C. Barnett, "The Writing on the Wall," Art & Antiques, p. 92.
New York, Hirschl & Adler Galleries, Inc., Clarence H. Carter: Works from the '20s, '30s, and '40s, December 6, 1980-January 3, 1981, no. 38.
New York, Midtown Galleries, Inc., and elsewhere, Painting American: Mural Art in the New Deal Era, March 2-April 9, 1988.

Lot Essay

Construction features the Midwestern subject matter and incorporation of stylized elements that verges on surrealism that characterize the work of Clarence Holbrook Carter. Carter attained success early in his career and at a young age found himself categorized as a Regionalist, due to his depictions of his native Ohio. However, even this early realist scenery possesses a visionary, symbolic quality that draws out the metaphysical in everyday life and sets Carter apart from his regionalist contemporaries. This quality can be seen in the particular perspective presented in Construction, in which the beam at center seems to thrust forward from nowhere and be suspended inexplicably, while the hook above hangs motionless from a metal framework. In addition, the vantage point from below—from the yellow leaves, to the long horizontal structure, and on to the two taller buildings in the background—creates a relative size distortion, which imbues each element with a sense of symbolism.
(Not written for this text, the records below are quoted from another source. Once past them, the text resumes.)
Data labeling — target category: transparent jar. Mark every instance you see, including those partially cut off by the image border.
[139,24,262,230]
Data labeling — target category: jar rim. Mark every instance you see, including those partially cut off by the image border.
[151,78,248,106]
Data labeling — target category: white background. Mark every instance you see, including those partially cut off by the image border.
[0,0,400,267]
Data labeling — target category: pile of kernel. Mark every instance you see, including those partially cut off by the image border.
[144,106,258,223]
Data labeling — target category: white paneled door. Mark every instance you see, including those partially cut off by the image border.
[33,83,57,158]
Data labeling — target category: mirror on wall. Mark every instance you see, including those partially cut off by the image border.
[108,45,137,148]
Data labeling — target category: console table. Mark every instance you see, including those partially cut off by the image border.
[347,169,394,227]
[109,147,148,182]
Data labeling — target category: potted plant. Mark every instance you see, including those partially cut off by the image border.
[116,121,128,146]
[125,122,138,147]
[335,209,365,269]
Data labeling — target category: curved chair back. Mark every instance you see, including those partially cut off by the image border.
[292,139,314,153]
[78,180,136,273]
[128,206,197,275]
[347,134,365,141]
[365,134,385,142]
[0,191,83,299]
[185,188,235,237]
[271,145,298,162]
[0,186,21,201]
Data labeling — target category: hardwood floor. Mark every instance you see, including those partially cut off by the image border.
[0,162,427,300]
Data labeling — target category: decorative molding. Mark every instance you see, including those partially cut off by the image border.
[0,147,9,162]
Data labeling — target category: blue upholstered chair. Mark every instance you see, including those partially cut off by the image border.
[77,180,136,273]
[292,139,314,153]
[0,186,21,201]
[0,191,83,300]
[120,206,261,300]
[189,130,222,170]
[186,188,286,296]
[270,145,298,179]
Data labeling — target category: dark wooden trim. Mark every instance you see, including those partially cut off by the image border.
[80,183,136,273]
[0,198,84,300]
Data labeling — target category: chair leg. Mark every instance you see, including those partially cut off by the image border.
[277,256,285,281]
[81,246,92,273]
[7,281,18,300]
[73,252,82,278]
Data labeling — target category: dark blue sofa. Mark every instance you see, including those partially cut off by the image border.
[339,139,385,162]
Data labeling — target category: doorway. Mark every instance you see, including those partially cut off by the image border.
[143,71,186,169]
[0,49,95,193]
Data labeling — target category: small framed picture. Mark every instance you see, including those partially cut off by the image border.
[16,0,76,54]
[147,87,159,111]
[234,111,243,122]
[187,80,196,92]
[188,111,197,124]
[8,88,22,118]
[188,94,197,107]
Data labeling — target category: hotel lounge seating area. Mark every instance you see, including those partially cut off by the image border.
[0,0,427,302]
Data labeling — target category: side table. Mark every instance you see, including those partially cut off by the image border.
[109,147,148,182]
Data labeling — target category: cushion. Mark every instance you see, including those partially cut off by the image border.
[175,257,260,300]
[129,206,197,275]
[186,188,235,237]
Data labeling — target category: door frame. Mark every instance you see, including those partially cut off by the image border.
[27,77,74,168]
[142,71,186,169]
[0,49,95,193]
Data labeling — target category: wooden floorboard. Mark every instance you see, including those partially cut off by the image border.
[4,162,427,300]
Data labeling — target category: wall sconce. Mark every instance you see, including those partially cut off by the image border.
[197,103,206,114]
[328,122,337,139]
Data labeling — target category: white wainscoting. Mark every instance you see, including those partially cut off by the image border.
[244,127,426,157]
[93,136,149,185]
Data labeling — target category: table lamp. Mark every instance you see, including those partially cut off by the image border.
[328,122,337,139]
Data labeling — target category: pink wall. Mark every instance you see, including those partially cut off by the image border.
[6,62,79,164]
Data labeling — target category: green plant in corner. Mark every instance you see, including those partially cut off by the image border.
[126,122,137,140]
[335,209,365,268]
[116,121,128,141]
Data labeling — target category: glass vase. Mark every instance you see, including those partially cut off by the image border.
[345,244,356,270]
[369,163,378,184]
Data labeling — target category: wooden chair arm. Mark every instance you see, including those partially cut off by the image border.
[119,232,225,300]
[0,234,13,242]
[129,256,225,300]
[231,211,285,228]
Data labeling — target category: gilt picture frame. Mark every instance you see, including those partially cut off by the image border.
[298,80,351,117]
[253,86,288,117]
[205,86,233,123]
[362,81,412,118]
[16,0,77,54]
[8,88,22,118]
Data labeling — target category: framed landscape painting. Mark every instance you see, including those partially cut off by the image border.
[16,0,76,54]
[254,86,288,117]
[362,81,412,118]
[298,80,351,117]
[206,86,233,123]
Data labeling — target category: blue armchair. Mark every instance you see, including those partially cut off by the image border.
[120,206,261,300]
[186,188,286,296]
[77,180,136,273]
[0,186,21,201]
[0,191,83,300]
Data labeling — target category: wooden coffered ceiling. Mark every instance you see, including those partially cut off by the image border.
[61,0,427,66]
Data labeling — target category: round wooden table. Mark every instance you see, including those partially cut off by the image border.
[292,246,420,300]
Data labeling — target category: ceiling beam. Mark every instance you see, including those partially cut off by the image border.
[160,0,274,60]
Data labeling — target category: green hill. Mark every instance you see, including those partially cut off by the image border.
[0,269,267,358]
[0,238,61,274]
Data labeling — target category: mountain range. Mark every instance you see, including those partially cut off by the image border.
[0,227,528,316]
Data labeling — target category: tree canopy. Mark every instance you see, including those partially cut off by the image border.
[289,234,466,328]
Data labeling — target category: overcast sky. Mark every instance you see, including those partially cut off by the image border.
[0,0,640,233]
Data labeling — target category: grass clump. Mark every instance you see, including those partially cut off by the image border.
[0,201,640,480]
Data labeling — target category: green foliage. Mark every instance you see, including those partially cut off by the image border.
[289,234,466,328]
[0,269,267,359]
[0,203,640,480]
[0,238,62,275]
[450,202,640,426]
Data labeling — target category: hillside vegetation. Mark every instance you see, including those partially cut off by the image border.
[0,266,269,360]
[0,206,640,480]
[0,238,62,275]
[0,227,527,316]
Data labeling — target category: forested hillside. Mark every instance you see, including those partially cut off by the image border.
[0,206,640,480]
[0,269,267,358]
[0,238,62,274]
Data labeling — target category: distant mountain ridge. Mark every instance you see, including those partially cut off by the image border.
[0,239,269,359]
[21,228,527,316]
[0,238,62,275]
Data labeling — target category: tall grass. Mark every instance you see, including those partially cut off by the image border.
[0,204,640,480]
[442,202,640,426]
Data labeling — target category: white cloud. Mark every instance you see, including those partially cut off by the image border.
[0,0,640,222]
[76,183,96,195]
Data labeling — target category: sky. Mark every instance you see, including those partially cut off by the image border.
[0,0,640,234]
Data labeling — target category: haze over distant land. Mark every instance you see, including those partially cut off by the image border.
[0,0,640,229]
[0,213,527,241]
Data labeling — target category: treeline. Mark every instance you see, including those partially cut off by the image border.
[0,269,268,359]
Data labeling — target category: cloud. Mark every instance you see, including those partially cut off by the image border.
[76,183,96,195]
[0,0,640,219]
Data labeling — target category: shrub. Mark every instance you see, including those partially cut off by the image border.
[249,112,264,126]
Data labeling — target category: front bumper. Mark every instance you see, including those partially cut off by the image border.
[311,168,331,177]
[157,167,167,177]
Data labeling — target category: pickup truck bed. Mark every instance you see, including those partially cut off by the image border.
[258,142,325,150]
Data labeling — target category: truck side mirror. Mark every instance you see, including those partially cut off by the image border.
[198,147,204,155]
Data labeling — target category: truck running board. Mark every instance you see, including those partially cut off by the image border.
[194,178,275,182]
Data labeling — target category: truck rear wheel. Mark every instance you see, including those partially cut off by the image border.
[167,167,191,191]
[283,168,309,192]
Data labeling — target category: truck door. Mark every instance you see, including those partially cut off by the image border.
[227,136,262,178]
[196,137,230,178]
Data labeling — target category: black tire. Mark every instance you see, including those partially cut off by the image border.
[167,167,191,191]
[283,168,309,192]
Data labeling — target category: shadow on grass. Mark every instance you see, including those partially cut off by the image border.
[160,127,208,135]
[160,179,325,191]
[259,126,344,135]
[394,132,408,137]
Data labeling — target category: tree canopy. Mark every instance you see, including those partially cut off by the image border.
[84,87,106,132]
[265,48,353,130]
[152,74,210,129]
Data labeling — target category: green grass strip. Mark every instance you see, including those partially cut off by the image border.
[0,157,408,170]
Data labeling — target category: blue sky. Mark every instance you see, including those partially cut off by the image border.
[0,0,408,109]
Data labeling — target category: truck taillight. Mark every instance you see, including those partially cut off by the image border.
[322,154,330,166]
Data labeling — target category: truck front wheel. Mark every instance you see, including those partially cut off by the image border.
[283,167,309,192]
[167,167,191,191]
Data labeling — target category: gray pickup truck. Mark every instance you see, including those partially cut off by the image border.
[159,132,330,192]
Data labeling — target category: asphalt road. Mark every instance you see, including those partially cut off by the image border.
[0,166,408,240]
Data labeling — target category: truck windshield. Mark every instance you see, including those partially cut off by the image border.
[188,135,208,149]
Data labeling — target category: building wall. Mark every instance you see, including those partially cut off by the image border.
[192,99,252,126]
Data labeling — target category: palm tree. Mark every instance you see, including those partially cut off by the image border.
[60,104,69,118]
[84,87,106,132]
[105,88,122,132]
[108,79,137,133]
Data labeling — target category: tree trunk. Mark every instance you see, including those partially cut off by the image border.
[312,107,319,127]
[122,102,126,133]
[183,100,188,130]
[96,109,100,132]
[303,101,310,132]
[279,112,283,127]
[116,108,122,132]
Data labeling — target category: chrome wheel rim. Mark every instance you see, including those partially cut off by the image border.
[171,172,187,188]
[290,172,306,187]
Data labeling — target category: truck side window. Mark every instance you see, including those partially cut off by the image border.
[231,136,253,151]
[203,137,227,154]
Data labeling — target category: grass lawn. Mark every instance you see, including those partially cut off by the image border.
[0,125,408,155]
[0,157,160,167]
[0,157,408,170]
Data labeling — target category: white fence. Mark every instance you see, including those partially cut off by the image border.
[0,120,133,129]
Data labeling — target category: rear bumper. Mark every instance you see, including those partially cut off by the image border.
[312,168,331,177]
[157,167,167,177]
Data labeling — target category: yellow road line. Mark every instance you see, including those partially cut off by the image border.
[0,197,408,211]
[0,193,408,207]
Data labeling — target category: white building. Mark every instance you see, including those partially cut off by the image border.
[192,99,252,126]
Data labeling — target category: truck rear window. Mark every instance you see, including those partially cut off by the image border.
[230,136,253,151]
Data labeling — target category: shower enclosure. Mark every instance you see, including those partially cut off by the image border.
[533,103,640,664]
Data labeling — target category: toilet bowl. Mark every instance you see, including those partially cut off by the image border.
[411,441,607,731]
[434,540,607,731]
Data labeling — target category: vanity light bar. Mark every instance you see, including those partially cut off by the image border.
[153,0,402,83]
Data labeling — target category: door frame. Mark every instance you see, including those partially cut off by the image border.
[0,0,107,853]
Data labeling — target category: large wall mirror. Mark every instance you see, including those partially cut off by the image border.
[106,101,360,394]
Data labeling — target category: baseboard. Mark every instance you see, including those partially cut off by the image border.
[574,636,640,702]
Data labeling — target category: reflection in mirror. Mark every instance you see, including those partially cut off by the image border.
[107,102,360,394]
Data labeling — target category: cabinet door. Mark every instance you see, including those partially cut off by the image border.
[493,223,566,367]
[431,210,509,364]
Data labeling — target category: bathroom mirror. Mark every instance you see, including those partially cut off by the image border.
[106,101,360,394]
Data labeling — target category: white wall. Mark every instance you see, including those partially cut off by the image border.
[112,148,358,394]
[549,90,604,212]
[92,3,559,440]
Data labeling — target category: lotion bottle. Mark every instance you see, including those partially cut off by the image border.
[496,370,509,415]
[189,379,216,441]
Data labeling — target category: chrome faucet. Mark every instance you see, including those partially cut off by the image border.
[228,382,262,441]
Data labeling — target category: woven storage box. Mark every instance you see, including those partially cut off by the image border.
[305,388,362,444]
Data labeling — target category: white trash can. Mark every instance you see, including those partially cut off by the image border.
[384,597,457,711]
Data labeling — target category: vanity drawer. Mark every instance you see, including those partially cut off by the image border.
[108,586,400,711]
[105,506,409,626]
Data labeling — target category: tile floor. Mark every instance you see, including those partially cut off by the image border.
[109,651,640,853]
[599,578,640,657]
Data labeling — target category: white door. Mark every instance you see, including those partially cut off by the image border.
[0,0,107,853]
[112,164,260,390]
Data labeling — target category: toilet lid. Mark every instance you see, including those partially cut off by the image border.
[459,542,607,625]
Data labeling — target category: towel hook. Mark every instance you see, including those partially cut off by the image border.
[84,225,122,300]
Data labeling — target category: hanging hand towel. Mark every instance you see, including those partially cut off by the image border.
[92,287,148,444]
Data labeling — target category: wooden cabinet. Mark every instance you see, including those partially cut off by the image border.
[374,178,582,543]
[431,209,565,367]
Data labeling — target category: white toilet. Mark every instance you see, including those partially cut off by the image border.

Carter’s transformation of public space in this manner is reminiscent of Georgio de Chirico and links his style strongly to the Surrealist movement. After World War II, Carter increasingly incorporated ever-more fantastical subjects such as eggs and ovoids into his architectural landscapes and settings, and over the course of his career he would participate in exhibitions of Magical Realism, Dada and Surrealism.